Loss becoming nan while training on large batch size on COCO #60

subhankar-ghosh · 2020-07-22T04:42:36Z

Hey @rwightman ,
I am trying to train EfficientDet D0 model on COCO from scratch, it works perfectly and converges when I use your settings:
./distributed_train.sh 4 /mscoco --model efficientdet_d0 -b 22 --amp --lr .12 --sync-bn --opt fusedmomentum --warmup-epochs 5 --lr-noise 0.4 0.9 --model-ema --model-ema-decay 0.9999

But when I use a Larger Batch size setting like the following, loss becomes nan:

Number of GPU=8 and Per GPU batch size=30 and lr=0.32 (Single Node)
Number of GPU=32 and Per GPU batch size=30 and lr=1.39 (Multi Node) Both FP32 and AMP
Number of GPU=32 and Per GPU batch size=30 and lr=0.86 (Multi Node) LR I chose midway between linear scaling and square-root scaling. Both FP32 and AMP.

In case of AMP there is a cascade of loss scaling and then the loss becomes nan, And this does not necessarily happen in the first few epochs.

Strangely enough the TF1 Google automl code base has no problem scaling linearly. Do you know what might be the problem here? Do I need to change the recipe when using a large batch size?

The text was updated successfully, but these errors were encountered:

rwightman · 2020-07-22T19:33:47Z

@subhankar-ghosh that is odd, looks like you scaled the LR appropriately... are you using the exact raining script here on COCO with the standard model head (not changing it), and still using the other params in the command above? especially warmup and sync-bn?

The first version of this were very touchy, but that's mostly because there were issues in the model, head init, head currently does not get re-inited properly without manually doing it if you replace it after model creation.

subhankar-ghosh · 2020-07-22T20:36:36Z

@rwightman , I took this commit and changed nothing:
8fc03d4f0090896e0814bc7ed0b8af744d0c1133 Port and updated D7 weights from official TF repo (53.1 mAP in PyTorch). Fix a train arg desc.
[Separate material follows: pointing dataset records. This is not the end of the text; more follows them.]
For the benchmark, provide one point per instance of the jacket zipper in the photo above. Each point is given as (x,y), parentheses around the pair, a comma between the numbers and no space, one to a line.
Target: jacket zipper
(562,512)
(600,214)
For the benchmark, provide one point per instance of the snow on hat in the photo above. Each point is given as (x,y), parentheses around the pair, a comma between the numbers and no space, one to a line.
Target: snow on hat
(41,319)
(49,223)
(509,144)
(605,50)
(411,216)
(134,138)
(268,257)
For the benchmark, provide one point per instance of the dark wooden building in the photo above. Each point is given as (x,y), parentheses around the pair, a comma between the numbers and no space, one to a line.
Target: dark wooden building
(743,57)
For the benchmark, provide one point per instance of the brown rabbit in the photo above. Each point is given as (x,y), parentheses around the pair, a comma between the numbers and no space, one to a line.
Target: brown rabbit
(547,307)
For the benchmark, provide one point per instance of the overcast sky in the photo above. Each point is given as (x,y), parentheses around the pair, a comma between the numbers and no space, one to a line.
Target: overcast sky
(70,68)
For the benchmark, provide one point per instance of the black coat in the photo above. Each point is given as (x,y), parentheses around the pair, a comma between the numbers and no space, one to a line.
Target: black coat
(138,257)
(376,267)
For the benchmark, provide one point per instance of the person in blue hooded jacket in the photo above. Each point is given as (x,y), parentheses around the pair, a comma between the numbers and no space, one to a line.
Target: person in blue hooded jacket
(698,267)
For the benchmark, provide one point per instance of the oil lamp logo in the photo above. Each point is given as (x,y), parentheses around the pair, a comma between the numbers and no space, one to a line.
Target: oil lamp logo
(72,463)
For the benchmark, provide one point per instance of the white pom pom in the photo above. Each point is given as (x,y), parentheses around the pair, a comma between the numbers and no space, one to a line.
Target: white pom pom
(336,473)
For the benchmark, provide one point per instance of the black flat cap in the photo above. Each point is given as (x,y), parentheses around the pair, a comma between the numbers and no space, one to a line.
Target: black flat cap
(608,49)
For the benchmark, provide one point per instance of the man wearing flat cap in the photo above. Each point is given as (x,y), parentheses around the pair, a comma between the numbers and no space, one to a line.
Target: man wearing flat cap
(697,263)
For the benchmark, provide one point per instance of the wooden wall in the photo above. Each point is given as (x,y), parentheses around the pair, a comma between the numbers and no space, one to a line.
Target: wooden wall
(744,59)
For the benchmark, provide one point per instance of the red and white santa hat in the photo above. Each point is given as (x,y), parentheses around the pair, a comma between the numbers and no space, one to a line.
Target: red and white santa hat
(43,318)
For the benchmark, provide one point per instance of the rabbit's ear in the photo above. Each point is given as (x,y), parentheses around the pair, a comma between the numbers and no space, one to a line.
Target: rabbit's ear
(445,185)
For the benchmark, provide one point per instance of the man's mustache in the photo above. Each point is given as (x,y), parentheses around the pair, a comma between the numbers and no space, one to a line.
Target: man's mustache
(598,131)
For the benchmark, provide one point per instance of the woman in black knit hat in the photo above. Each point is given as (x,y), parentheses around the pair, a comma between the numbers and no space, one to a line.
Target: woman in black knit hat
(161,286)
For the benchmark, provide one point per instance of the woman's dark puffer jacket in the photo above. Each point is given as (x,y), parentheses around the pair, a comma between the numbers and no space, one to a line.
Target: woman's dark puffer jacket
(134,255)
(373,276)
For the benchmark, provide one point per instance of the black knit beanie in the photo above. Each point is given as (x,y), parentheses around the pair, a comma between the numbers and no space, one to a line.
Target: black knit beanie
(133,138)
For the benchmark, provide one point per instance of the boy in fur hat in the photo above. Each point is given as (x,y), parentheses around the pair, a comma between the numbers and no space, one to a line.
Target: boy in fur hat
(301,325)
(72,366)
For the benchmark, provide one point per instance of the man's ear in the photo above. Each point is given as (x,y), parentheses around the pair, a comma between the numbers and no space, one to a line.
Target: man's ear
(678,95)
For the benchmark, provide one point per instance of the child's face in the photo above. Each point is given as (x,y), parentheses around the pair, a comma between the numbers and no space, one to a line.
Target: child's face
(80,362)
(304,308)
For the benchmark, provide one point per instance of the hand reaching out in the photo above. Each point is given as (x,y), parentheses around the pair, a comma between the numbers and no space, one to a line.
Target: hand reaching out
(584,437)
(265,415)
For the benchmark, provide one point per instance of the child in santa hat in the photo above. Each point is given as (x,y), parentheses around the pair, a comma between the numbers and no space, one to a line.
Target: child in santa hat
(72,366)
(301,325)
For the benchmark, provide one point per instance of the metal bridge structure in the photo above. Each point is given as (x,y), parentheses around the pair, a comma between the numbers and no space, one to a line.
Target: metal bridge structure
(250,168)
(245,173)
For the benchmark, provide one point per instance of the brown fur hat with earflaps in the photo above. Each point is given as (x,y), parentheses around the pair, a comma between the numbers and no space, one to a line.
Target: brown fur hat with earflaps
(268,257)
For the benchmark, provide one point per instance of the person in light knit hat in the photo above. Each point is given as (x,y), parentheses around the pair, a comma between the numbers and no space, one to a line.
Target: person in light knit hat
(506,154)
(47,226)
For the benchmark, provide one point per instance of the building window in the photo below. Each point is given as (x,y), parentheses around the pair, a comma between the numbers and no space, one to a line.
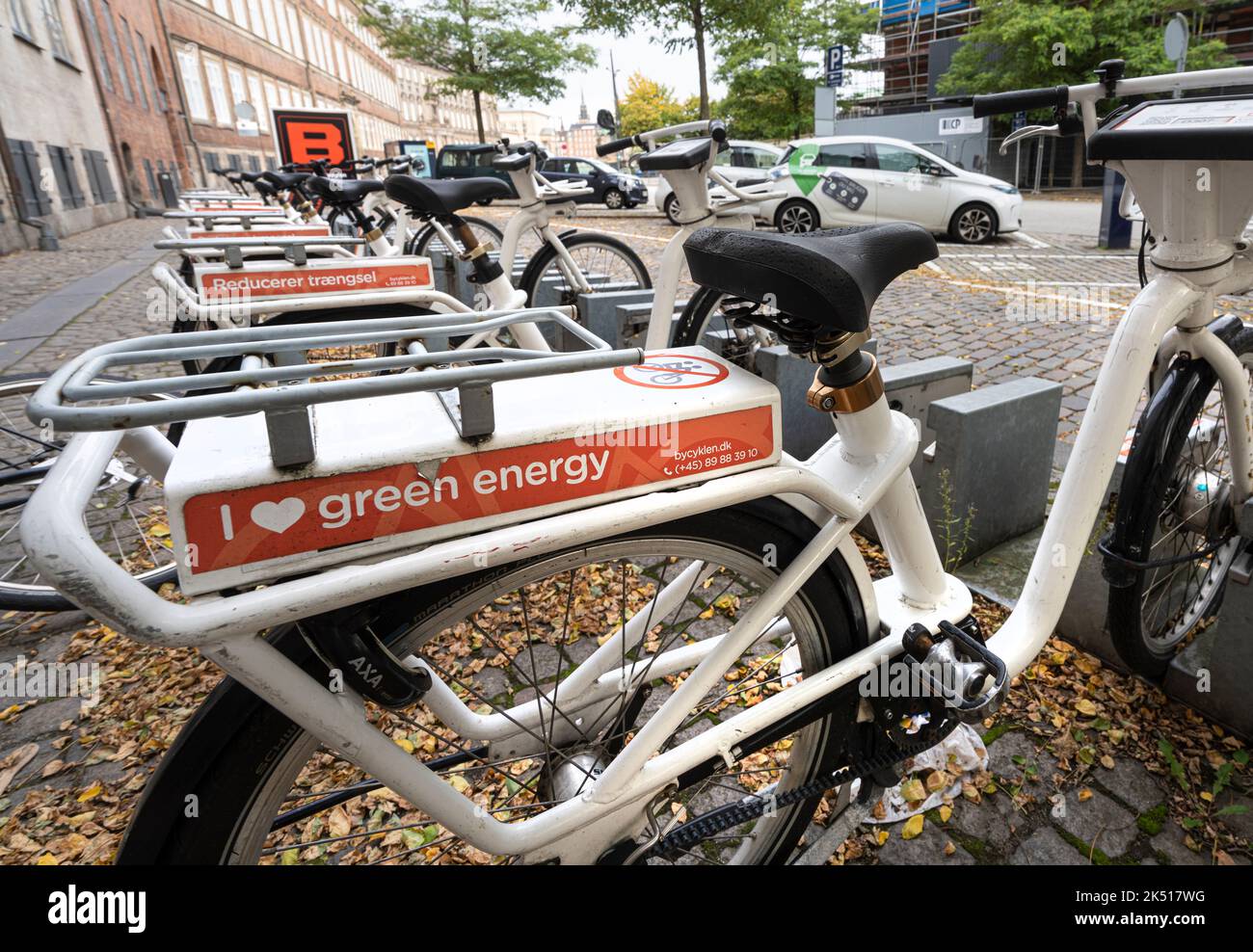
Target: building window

My training script is the same as yours:

python -m torch.distributed.launch \
    --nproc_per_node=8 \
    --nnodes=\${NGC_ARRAY_SIZE} \
    --node_rank=\${NGC_ARRAY_INDEX} \
    --master_addr=\${NGC_MASTER_ADDR} \
    --master_port=49152 \
    train.py \
    /workspace/object_detection/datasets/coco \
    --model efficientdet_d0 \
    -b 30 \
    --lr .86 \
    --sync-bn \
    --amp \
    --opt fusedmomentum \
    --warmup-epochs 5 \
    --lr-noise 0.4 0.9 \
    --fill-color mean \
    --model-ema \
    --model-ema-decay 0.99'"

subhankar-ghosh · 2020-07-23T18:15:34Z

Very strange, batch size 30 lr 0.7 with amp these configs do not lead to nan loss, and got mAP of 33.14 after 300 epochs. @rwightman any idea what is happening?

rwightman · 2020-07-23T23:01:52Z

@subhankar-ghosh nope, I have no idea, I don't have access to those sorts of resources so no ability to test, I'm actually suprised it works at all with 4-nodes, 8 GPU per node. There are limits to the scaling wrt to batch and LR, I'm not sure if that's being run into or if their are other issues. Does single node 8-gpu training definitely have stability issues, someone else was doing somethign like that and didn't mention any issues.

wangraying · 2020-07-27T10:45:35Z

I have the same problem while training with
--model tf_efficientdet_d0 \ -b 32 \ --opt sgd \ --epochs 300 \ --warmup-epochs 5 \ --lr 0.32 \

and I found the output x of backbone network becomes all nan:

class EfficientDet(nn.Module):

    def __init__(self, config, norm_kwargs=None, pretrained_backbone=True, alternate_init=False):
        super(EfficientDet, self).__init__()
        ...

    def forward(self, x):
        x = self.backbone(x)   ### x becomes all nan here
        x = self.fpn(x)
        x_class = self.class_net(x)
        x_box = self.box_net(x)
        return x_class, x_box

subhankar-ghosh · 2020-07-27T10:50:05Z

@wangraying From my experiments I found that as I was scaling the LR linearly with batch size, I also had to increase warm-up epochs either linearly or at least square root linearly with batch size. This prevents loss from becoming nan. May be this might work for you too.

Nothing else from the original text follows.